用于处理借用数据的模块: std::borrow

1 Borrow

#![allow(unused)]
fn main() {
pub trait Borrow<Borrowed>
where
    Borrowed: ?Sized,
{
    // Required method
    fn borrow(&self) -> &Borrowed;
}
}

一个用于借用数据的trait.
通过实现Borrow<T>来表达它们可以作为其个类型T借出.并在trait的borrow方法中提供对T的引用.
例如: String实现了Borrow<str>,则可以作为str进行借出, Box<T>实现了Borrow<T>,则可以作为T进行借出

2. BorrowMut

#![allow(unused)]
fn main() {
pub trait BorrowMut<Borrowed>: Borrow<Borrowed>
where
    Borrowed: ?Sized,
{
    // Required method
    fn borrow_mut(&mut self) -> &mut Borrowed;
}
}

一个用于可变借用数据的trait.
作为Borrow<T>的补充，该trait允许类型通过提供可变引用来借用底层类型.

3. ToOwned

#![allow(unused)]
fn main() {
pub trait ToOwned {
    type Owned: Borrow<Self>;

    // Required method
    fn to_owned(&self) -> Self::Owned;

    // Provided method
    fn clone_into(&self, target: &mut Self::Owned) { ... }
}
}

Clone在借用数据上的泛化. Clone一般是&T到T, ToOwned trait 将Clone泛化, 可以从给定类型的任何借用中构造拥有数据.

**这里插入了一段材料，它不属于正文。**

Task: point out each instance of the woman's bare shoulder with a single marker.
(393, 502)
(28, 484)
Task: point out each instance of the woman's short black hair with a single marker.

这里关联类型Owned需要满足Borrow<Self> trait, 此处Self为要实现ToOwned的结构. 看下 str对ToOwned trait 的实现:

#![allow(unused)]
fn main() {
impl ToOwned for str {
    type Owned = String

    // Required method
    fn to_owned(&self) -> Self::Owned { ... }

    // Provided method
    fn clone_into(&self, target: &mut Self::Owned) { ... }
}
}

关联类型Owned被定义为String, 而根据要求，String必须定义Borrow<T>，那这里Borrow里的泛型变量T是谁呢?
ToOwned要求是Borrow<Self>，而此刻实现 ToOwned 的主体是 str，所以 Borrow<Self> 是 Borrow<str>, 而String的确实现了Borrow<str>.

4. Cow

#![allow(unused)]
fn main() {
pub enum Cow<'a, B>
where
    B: 'a + ToOwned + ?Sized,
{
    Borrowed(&'a B),
    Owned(<B as ToOwned>::Owned),
}
}

Cow用于提供写时克隆（Clone-on-Write）的一个智能指针,包裹一个只读借用，但如果调用者需要所有权或者需要修改内容，那么它会 clone 借用的数据.

Cow实现了Deref trait.

#![allow(unused)]
fn main() {
impl<B: ?Sized + ToOwned> Deref for Cow<'_, B> {
    type Target = B;

    fn deref(&self) -> &B {
        match *self {
            Borrowed(borrowed) => borrowed,
            Owned(ref owned) => owned.borrow(),
        }
    }
}
}